Undirected graphs is a natural approach to describe the conditional independence among many variables. Each node of the graph represents a single variable and no edge between two variables implies that they are conditional independent given all other variables. In the past decade, significant progress has been made on designing efficient algorithms to learn undirected graphs from high-dimensional observational data sets. Most of these methods are based on either the penalized maximum-likelihood estimation (Friedman et al., 2007) or penalized regression methods (Meinshausen and Bühlmann, 2006). Existing packages include glasso, Covpath and CLIME. In particular, the glasso package has been widely adopted by statisticians and computer scientists due to its friendly user-inference and efficiency.

In this paper1 we describe a newly developed R package named huge (High-dimensional Undirected Graph Estimation) coded in C. The package includes a wide range of functional modules and addresses some drawbacks of the graphical lasso algorithm. To gain more scalability, the package supports two modes of screening, lossless (Witten et al., 2011) and lossy screening. When using lossy screening, the user can select the desired screening level to scale up for high-dimensional problems, but this introduces some estimation bias.

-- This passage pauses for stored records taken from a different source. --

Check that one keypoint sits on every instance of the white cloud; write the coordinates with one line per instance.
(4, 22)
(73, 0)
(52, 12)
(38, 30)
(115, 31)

2. Software Design and Implementation

The package huge aims to provide a general framework for high-dimensional undirected graph estimation. The package includes Six functional modules (M1-M6) facilitate a flexible pipeline for analysis (Figure 1).

Figure 1.

Figure 1

The graph estimation pipeline.

M1. Data Generator

The function huge.generator() can simulate multivariate Gaussian data with different undirected graphs, including hub, cluster, band, scale-free, and Erdös-Réenyi random graphs. The sparsity level of the obtained graph and signal-to-noise ratio can also be set up by users.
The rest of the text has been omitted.